Jenny Holzer’s please change believes, is a work base on the world wide web, where she invites the audiences to contribute and change the given truism. Her body of work focuses on the delivery of words and ideas in public spaces. These short truisms are very direct and are very obvious for us. However, by inviting the viewers to change the truism, it forces the viewers to pause and think about the statements and their experiences.
This decentralization of authorship, location, and narrative foreshadows the nonhierarchical and nonsequential forms of interactive and networked media that expand and realign the boundaries of time, space, viewer, and artist to create new kinds of collective experience and social engagement. – Randall Packer
Open source has truly allowed artworks to transcend time and space. Through the use of the world wide web, images or information of art works can be accessed anytime and anywhere. People no longer need to travel to museum or gallery to view the art works. Similarly, in Holzer’s work, the internet allows viewers interact and contribute to the artwork regardless of the location or the time difference.
I especially love the use of truisms. Truism are so relatable to everyone, regardless of their culture or education level as it is a common experience. However, by allowing the viewers to edit and change the base statement, it widens the perspective and scope of the artwork. Some experiences are unique to each culture or through personal experiences . The sharing of this tidbits of information widens the scope and depth of the artwork.
2 thoughts on “research critic on Jenny Holzer’s Please Change Believes”
Hi Rei! It’s interesting that you mention that each truism is influenced by one’s own culture and experiences. Since it’s a reflection of oneself, the truism gives us a tiny glimpse into that particular person’s life!

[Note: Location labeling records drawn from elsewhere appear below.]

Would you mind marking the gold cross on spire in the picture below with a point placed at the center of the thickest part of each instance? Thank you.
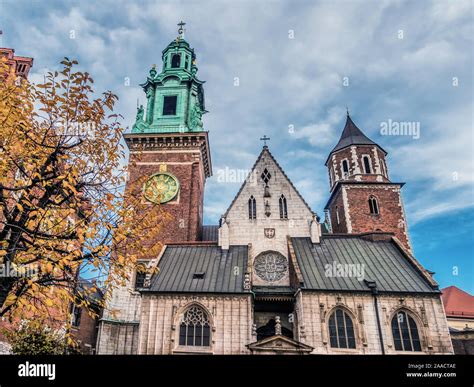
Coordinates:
(181, 25)
(264, 139)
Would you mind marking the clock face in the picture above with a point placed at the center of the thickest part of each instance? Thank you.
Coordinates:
(161, 188)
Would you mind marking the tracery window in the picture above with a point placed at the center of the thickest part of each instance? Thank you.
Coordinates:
(195, 328)
(405, 333)
(367, 164)
(345, 169)
(341, 330)
(373, 205)
(252, 208)
(283, 208)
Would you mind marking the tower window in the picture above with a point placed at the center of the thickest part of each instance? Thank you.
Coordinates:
(345, 168)
(367, 164)
(169, 105)
(76, 316)
(195, 328)
(405, 333)
(252, 208)
(176, 61)
(283, 208)
(266, 176)
(373, 205)
(341, 330)
(140, 277)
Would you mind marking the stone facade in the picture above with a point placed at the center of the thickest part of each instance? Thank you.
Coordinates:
(266, 233)
(232, 318)
(315, 308)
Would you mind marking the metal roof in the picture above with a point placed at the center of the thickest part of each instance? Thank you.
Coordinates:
(223, 270)
(382, 261)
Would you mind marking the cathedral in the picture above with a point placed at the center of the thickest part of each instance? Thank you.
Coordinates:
(272, 277)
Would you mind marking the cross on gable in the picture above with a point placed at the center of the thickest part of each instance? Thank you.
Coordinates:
(264, 139)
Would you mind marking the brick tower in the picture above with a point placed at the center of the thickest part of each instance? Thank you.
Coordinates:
(168, 144)
(363, 198)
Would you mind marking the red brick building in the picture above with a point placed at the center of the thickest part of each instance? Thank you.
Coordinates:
(363, 198)
(21, 64)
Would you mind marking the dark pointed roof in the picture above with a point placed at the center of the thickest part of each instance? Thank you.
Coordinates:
(352, 135)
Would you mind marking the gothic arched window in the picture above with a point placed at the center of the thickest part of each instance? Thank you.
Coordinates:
(175, 61)
(405, 333)
(283, 208)
(345, 169)
(140, 276)
(252, 208)
(195, 328)
(341, 330)
(367, 168)
(373, 205)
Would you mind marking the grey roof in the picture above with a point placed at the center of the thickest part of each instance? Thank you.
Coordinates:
(179, 263)
(352, 135)
(209, 233)
(383, 262)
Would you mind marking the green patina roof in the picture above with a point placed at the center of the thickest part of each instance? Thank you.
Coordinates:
(177, 82)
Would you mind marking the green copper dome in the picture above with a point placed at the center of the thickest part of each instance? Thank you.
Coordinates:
(175, 96)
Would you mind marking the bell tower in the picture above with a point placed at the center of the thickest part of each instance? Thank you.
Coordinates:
(168, 146)
(363, 198)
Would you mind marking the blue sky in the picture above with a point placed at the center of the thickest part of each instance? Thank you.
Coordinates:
(298, 65)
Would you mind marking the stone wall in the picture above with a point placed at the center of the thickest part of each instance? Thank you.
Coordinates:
(242, 230)
(230, 316)
(314, 309)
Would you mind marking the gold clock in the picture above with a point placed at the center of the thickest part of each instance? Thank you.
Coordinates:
(161, 188)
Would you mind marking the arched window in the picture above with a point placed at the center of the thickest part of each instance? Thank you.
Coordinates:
(283, 208)
(140, 276)
(373, 205)
(195, 328)
(175, 61)
(367, 164)
(341, 330)
(252, 208)
(345, 169)
(405, 333)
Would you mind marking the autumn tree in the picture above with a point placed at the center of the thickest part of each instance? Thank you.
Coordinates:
(62, 200)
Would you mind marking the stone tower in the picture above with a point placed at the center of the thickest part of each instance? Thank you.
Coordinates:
(363, 198)
(168, 144)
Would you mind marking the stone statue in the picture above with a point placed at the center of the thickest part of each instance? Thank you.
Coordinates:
(277, 326)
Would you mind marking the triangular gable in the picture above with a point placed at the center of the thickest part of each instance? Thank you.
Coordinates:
(279, 343)
(265, 151)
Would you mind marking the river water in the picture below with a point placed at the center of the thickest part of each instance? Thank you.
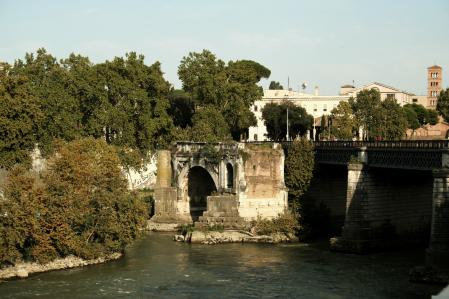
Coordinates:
(157, 267)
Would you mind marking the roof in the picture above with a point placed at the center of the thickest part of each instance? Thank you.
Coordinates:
(384, 85)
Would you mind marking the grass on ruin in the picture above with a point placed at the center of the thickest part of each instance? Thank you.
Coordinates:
(286, 223)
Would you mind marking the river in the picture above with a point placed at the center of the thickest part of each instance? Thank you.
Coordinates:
(157, 267)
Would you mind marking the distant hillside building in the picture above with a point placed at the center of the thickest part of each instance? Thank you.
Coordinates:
(318, 106)
(434, 84)
(402, 97)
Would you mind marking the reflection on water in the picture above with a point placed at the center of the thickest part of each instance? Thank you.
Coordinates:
(157, 267)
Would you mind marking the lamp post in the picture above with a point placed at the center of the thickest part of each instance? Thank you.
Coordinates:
(287, 126)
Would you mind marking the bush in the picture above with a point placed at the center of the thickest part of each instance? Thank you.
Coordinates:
(82, 207)
(299, 166)
(286, 223)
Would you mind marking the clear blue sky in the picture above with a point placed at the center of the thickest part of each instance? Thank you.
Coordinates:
(324, 43)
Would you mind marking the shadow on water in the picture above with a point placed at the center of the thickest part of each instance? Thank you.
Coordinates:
(157, 267)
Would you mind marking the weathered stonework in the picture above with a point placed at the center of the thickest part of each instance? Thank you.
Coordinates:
(220, 184)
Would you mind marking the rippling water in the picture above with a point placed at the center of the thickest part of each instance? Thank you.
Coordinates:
(157, 267)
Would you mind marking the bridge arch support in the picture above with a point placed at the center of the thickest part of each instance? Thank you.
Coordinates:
(224, 183)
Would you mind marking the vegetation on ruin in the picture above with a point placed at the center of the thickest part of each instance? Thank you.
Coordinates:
(80, 205)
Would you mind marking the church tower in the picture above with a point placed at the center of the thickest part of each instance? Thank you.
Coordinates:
(434, 84)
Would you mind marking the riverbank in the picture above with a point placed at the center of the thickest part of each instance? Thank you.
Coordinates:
(24, 269)
(231, 236)
(157, 267)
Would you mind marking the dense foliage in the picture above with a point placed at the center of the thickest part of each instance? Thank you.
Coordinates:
(229, 88)
(123, 101)
(20, 117)
(79, 206)
(274, 85)
(299, 166)
(380, 120)
(275, 117)
(343, 121)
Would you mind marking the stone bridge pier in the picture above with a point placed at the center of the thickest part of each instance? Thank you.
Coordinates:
(226, 184)
(397, 196)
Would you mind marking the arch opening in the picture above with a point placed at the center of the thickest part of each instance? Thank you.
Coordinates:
(229, 176)
(200, 186)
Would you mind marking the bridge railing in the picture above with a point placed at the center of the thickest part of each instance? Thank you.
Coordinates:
(399, 144)
(395, 144)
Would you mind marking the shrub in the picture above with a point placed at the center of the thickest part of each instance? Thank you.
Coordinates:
(299, 166)
(286, 223)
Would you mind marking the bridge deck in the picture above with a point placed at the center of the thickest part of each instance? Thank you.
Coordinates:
(402, 154)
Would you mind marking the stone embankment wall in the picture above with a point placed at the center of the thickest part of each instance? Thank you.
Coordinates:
(265, 194)
(328, 189)
(23, 269)
(137, 178)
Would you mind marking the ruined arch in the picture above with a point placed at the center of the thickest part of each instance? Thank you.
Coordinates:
(200, 184)
(229, 176)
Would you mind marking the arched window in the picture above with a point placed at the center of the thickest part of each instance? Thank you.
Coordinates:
(229, 176)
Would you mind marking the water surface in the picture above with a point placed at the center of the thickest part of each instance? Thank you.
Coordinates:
(157, 267)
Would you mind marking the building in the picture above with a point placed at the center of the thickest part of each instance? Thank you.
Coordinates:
(318, 106)
(402, 97)
(434, 84)
(314, 104)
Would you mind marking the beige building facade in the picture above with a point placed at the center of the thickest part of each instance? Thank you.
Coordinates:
(318, 105)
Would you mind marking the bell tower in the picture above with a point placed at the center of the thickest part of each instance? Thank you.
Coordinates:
(434, 84)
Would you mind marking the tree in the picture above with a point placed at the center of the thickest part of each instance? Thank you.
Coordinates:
(48, 82)
(133, 103)
(443, 104)
(275, 117)
(274, 85)
(20, 119)
(81, 206)
(393, 122)
(366, 107)
(231, 88)
(412, 117)
(181, 108)
(209, 125)
(432, 116)
(343, 121)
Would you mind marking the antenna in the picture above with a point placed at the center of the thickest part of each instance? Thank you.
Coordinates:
(304, 86)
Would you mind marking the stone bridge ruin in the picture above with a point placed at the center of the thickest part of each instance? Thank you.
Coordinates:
(228, 184)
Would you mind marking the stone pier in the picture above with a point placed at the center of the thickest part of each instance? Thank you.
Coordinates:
(225, 184)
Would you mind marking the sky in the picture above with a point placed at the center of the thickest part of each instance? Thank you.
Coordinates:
(323, 43)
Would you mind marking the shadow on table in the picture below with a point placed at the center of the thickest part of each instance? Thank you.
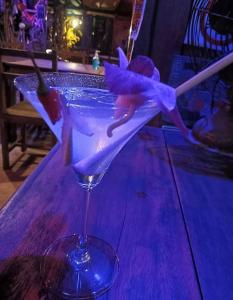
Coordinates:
(21, 278)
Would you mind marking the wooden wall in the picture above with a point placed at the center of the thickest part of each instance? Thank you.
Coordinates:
(163, 32)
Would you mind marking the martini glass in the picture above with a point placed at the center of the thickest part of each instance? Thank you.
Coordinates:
(82, 266)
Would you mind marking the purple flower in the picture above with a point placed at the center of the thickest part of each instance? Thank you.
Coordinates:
(135, 83)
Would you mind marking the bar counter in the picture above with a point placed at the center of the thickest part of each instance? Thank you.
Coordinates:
(165, 205)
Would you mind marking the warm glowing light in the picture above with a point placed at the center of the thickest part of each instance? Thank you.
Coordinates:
(75, 23)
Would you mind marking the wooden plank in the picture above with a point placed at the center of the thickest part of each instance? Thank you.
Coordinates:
(135, 208)
(205, 186)
(155, 261)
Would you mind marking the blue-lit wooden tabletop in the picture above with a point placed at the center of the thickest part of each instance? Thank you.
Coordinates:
(164, 205)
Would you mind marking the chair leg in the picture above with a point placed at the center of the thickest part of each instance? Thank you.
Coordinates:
(5, 149)
(23, 138)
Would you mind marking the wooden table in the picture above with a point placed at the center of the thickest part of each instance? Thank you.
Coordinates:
(46, 64)
(165, 206)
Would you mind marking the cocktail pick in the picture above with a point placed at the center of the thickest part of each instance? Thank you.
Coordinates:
(134, 86)
(49, 97)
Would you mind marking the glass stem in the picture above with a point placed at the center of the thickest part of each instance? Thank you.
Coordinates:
(83, 237)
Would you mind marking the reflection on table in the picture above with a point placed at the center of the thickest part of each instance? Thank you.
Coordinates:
(164, 205)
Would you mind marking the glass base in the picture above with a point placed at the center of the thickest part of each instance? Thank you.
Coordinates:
(71, 271)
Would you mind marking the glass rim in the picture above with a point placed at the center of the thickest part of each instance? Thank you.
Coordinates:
(19, 83)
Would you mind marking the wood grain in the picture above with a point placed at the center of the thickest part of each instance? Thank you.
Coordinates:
(135, 208)
(205, 186)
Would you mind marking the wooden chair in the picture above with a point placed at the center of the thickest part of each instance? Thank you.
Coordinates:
(13, 108)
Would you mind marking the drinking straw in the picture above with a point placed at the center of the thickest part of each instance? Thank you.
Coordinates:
(203, 75)
(136, 22)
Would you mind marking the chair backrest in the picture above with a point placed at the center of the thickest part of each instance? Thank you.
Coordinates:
(14, 62)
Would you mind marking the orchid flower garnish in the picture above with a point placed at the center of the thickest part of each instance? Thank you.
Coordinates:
(136, 82)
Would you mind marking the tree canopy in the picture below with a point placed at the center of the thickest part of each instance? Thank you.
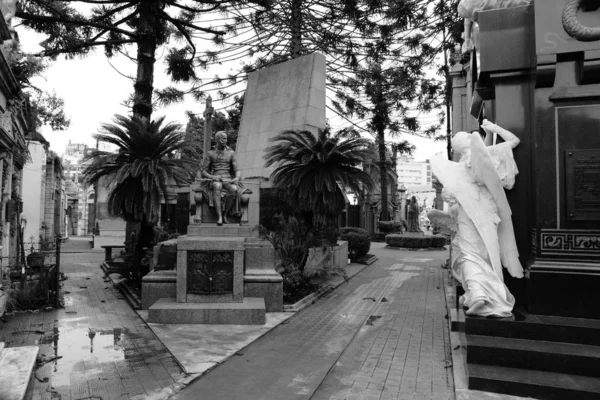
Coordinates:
(75, 27)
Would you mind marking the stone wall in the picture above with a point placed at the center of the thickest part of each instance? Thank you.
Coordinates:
(290, 95)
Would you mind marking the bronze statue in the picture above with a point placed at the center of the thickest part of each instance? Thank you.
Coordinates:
(222, 187)
(413, 215)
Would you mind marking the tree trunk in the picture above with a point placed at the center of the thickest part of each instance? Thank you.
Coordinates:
(296, 28)
(384, 216)
(144, 83)
(448, 91)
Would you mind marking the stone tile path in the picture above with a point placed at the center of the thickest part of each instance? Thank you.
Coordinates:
(384, 335)
(106, 350)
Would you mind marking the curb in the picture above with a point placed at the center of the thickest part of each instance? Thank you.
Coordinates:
(134, 301)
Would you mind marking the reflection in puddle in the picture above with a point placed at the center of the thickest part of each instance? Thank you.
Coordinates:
(82, 350)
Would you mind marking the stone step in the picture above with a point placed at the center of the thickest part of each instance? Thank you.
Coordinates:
(537, 327)
(16, 366)
(539, 355)
(531, 383)
(249, 312)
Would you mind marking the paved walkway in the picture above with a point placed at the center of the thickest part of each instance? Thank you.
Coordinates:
(384, 335)
(105, 349)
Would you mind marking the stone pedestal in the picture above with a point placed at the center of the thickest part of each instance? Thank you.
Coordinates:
(250, 311)
(221, 278)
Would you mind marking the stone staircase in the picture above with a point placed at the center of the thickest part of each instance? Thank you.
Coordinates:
(543, 357)
(16, 367)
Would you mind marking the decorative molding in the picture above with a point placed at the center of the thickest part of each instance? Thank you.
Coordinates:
(570, 243)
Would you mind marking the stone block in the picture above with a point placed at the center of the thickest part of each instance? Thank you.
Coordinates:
(235, 244)
(16, 364)
(167, 311)
(157, 285)
(276, 99)
(260, 255)
(315, 116)
(210, 243)
(210, 230)
(269, 286)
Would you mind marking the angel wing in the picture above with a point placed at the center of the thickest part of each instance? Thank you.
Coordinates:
(457, 179)
(443, 219)
(484, 171)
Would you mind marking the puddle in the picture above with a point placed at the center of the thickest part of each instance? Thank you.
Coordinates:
(80, 351)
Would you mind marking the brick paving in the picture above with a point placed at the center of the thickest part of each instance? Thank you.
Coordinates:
(106, 349)
(384, 335)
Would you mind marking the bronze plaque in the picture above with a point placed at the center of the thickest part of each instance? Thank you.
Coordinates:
(582, 168)
(210, 272)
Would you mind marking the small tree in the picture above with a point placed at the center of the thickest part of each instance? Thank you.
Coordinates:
(140, 171)
(312, 170)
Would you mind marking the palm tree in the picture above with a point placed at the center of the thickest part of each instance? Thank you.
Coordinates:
(312, 170)
(141, 170)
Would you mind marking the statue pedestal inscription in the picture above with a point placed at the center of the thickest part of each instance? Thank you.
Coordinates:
(209, 285)
(224, 275)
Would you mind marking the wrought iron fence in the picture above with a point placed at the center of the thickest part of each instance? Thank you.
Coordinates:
(33, 271)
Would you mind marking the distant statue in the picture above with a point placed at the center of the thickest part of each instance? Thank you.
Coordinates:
(413, 215)
(222, 188)
(480, 218)
(9, 9)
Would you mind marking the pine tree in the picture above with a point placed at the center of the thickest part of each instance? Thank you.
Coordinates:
(114, 25)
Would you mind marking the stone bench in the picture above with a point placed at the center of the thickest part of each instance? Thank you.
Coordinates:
(108, 248)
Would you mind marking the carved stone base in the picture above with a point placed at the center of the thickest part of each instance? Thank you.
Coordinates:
(212, 230)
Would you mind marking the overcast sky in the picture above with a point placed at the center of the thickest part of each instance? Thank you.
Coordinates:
(93, 91)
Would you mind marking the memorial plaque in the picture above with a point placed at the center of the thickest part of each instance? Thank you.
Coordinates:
(582, 168)
(210, 272)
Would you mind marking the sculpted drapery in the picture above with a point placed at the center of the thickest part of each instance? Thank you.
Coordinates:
(480, 217)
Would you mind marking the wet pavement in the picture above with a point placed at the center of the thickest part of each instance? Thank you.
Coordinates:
(383, 335)
(97, 347)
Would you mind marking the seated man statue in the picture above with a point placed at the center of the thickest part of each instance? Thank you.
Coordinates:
(221, 185)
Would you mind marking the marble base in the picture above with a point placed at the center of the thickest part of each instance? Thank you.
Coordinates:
(199, 348)
(208, 229)
(157, 285)
(266, 284)
(168, 311)
(16, 364)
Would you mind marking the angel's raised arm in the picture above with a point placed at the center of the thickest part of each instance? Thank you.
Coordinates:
(508, 136)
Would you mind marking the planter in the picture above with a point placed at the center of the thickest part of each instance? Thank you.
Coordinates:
(317, 256)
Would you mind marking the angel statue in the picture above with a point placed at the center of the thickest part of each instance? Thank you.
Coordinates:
(480, 218)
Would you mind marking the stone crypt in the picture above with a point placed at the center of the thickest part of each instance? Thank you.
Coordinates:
(537, 74)
(225, 274)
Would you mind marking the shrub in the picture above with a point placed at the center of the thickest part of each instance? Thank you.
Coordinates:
(415, 241)
(358, 244)
(390, 226)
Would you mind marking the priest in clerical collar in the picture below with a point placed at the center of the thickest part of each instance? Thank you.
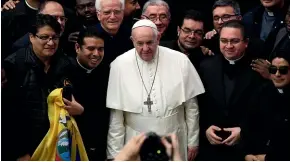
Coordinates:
(269, 122)
(153, 88)
(90, 79)
(229, 81)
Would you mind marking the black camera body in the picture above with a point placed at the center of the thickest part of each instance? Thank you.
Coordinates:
(153, 149)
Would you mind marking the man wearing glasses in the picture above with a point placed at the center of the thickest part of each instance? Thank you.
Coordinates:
(223, 11)
(229, 82)
(190, 32)
(159, 13)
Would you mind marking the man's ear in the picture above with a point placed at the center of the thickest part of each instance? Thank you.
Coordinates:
(158, 36)
(77, 48)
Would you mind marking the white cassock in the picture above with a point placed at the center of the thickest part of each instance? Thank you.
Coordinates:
(174, 92)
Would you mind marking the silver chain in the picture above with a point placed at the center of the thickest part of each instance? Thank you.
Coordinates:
(142, 77)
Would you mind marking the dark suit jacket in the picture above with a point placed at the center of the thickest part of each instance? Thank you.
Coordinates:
(215, 110)
(269, 124)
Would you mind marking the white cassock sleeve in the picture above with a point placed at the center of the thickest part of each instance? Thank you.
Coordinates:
(192, 121)
(116, 135)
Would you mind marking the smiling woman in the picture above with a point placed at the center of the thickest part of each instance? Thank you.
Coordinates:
(44, 37)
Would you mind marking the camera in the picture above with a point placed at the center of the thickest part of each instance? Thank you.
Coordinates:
(153, 149)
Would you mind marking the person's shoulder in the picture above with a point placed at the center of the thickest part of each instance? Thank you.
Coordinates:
(211, 61)
(171, 52)
(168, 44)
(252, 12)
(125, 57)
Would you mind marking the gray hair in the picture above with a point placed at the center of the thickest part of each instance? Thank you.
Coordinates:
(231, 3)
(155, 32)
(155, 3)
(98, 4)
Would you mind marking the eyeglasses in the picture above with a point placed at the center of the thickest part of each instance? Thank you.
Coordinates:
(194, 32)
(47, 38)
(223, 18)
(61, 18)
(154, 18)
(108, 13)
(283, 70)
(231, 41)
(82, 7)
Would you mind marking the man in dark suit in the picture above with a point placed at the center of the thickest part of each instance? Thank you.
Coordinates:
(190, 36)
(229, 81)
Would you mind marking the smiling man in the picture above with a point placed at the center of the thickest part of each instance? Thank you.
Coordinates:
(158, 12)
(90, 90)
(229, 81)
(117, 37)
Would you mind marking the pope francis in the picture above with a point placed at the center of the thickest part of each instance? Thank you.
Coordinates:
(153, 88)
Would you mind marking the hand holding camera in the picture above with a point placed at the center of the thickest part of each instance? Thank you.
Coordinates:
(152, 147)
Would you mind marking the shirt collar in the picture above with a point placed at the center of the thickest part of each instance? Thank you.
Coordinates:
(88, 71)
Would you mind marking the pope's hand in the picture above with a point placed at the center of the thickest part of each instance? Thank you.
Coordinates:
(234, 137)
(212, 137)
(172, 149)
(73, 107)
(191, 153)
(130, 151)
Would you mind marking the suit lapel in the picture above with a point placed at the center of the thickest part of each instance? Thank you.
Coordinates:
(241, 84)
(215, 81)
(279, 37)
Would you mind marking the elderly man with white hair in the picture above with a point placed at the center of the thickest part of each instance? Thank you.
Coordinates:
(157, 11)
(153, 88)
(116, 36)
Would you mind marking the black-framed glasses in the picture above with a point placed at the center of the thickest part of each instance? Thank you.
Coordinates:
(108, 13)
(231, 41)
(82, 7)
(283, 70)
(223, 18)
(194, 32)
(61, 18)
(154, 18)
(47, 38)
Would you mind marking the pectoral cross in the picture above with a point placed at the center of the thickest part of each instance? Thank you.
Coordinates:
(148, 103)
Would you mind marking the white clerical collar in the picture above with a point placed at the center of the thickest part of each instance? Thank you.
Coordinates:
(30, 6)
(280, 90)
(87, 70)
(233, 62)
(147, 62)
(270, 13)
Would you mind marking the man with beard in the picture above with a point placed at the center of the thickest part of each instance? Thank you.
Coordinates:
(90, 91)
(158, 12)
(260, 21)
(190, 36)
(268, 135)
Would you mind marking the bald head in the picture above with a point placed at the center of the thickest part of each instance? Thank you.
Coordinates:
(54, 9)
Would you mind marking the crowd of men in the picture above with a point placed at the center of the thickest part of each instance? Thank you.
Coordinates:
(223, 92)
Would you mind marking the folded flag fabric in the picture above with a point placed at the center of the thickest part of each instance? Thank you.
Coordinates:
(63, 141)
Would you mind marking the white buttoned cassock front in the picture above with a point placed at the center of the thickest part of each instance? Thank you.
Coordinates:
(174, 92)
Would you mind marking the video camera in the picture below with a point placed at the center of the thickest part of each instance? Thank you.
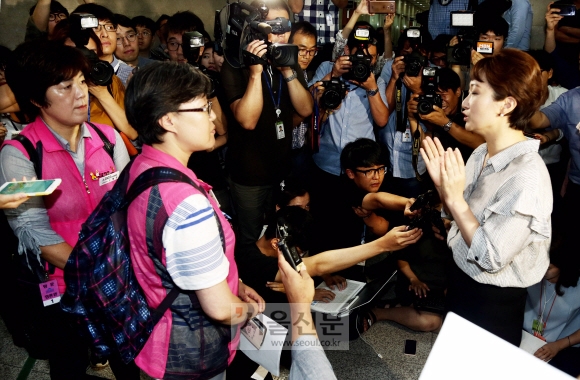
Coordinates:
(334, 93)
(430, 86)
(428, 214)
(361, 60)
(101, 72)
(242, 24)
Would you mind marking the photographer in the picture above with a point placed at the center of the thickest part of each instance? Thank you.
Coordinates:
(264, 100)
(445, 121)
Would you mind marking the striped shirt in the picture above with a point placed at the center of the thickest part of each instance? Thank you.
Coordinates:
(511, 197)
(193, 249)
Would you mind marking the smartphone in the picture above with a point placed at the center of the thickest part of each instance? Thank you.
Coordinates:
(565, 9)
(462, 18)
(31, 188)
(382, 7)
(410, 347)
(255, 331)
(484, 47)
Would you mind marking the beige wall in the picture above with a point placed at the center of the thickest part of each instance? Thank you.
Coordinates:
(14, 13)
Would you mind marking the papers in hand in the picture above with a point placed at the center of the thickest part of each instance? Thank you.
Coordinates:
(343, 298)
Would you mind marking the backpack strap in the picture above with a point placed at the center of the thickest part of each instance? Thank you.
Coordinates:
(34, 154)
(108, 145)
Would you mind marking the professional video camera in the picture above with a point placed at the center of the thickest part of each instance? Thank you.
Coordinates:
(428, 214)
(460, 54)
(101, 72)
(361, 60)
(334, 92)
(242, 24)
(430, 86)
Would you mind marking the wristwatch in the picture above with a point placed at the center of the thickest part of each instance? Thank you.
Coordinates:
(291, 77)
(447, 126)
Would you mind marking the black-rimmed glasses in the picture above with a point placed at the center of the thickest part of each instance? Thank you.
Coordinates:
(207, 109)
(372, 172)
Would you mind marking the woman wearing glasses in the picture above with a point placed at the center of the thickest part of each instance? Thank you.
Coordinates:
(500, 201)
(167, 104)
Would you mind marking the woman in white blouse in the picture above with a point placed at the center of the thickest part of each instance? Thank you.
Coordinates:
(500, 201)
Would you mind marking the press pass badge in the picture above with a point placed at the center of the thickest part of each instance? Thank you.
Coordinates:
(108, 178)
(280, 130)
(407, 135)
(49, 292)
(484, 47)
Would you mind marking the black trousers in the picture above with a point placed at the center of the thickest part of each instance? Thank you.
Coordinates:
(495, 309)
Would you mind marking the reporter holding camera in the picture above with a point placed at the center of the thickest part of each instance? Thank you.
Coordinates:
(263, 99)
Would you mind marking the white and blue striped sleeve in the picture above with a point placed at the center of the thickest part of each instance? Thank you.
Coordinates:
(193, 248)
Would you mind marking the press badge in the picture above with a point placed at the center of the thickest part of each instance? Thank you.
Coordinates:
(280, 130)
(407, 135)
(49, 293)
(108, 178)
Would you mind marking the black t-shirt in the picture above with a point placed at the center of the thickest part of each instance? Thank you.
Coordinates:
(255, 269)
(258, 157)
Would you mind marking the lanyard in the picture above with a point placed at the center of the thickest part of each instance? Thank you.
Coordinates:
(540, 311)
(276, 105)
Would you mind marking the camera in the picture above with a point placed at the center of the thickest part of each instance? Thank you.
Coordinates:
(241, 24)
(414, 62)
(288, 249)
(430, 86)
(460, 54)
(428, 214)
(334, 92)
(101, 72)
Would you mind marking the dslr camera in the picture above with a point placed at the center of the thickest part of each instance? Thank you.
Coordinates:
(334, 93)
(81, 24)
(361, 60)
(430, 86)
(241, 24)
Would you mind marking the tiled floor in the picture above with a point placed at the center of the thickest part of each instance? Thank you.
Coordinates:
(360, 362)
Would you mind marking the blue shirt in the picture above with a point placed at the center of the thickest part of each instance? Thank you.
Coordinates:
(519, 17)
(400, 152)
(564, 114)
(350, 122)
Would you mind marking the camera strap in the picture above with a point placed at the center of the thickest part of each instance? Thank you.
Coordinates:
(401, 114)
(276, 104)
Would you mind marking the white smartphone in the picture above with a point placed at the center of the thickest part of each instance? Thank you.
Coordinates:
(31, 188)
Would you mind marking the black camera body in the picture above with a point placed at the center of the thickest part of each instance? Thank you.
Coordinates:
(334, 93)
(430, 86)
(428, 214)
(102, 72)
(414, 62)
(361, 66)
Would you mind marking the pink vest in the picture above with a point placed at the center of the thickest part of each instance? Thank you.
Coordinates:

Very important comment you have made about how Please Change Beliefs gives wider forms of expression to the collective artwork. Rather than one person’s “truth” it is the “truth” of many, such that there is not such thing as a single truth, particularly in the age of the Internet where everyone can weigh on an idea. I would recommend in your research critiques that you provide additional detail about the specifics of the work, perhaps describing one of the truisms you altered, such as “HUMOR IS A RELEASE,” which I can see that you selected. It would be helpful to step through the process of how you changed the truism.